Answer to Question #178348 in Calculus for Phyroe

The basic formula is

"\\displaystyle\\int u\\ dv=uv-\\int v\\ du"

The formula may be applied again if necessary

"\\displaystyle\\int x^3 \\cos 5x\\ dx="

denote "u=x^3" and "dv=\\cos 5x\\ dx"

then "du=3x^2 dx" and "v=\\dfrac{1}{5}\\sin5x"

"\\displaystyle x^3\\cdot\\dfrac{1}{5}\\sin5x-\\int \\dfrac{1}{5}\\sin5x\\cdot3x^2 dx="

simplify

"\\displaystyle \\dfrac{1}{5}x^3\\sin5x-\\dfrac{3}{5}\\int \\sin5x\\cdot x^2 dx="

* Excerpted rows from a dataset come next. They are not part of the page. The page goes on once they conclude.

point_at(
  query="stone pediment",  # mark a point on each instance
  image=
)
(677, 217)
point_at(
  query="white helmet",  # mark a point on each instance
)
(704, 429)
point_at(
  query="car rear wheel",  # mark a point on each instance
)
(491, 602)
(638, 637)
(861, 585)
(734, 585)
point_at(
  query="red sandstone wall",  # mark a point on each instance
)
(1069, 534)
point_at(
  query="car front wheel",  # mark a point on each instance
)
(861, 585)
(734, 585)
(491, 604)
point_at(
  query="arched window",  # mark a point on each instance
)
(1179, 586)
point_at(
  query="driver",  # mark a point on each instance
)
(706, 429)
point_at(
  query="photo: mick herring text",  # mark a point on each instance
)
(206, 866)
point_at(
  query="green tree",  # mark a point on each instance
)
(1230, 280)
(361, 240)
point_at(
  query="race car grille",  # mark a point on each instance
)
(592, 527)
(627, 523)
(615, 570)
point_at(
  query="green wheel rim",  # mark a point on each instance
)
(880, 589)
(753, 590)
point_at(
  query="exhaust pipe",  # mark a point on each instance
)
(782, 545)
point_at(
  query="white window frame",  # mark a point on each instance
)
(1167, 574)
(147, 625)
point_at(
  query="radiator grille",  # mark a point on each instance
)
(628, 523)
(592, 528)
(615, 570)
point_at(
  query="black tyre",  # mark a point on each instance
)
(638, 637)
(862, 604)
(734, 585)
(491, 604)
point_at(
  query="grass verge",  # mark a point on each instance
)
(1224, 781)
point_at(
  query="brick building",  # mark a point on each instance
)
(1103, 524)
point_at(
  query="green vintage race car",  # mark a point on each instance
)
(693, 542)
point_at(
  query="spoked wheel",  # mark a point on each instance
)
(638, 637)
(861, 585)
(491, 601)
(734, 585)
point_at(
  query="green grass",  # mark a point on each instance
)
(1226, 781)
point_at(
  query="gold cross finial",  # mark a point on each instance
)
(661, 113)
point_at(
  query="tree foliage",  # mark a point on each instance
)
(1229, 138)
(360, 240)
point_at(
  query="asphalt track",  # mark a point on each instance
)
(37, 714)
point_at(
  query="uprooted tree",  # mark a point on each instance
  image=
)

"\\displaystyle \\dfrac{1}{5}x^3\\sin5x-\\dfrac{3}{5}\\int x^2\\cdot\\sin5x dx="

integate by parts again

denote "u=x^2" and "dv=\\sin5x\\ dx"

then "du=2x dx" and "v=-\\dfrac{1}{5}\\cos5x"

"\\displaystyle \\dfrac{1}{5}x^3\\sin5x-\\dfrac{3}{5}\\left(x^2\\cdot\\left(-\\dfrac{1}{5}\\cos5x\\right)-\\int \\left(-\\dfrac{1}{5}\\cos5x\\right)\\cdot2x dx\\right)="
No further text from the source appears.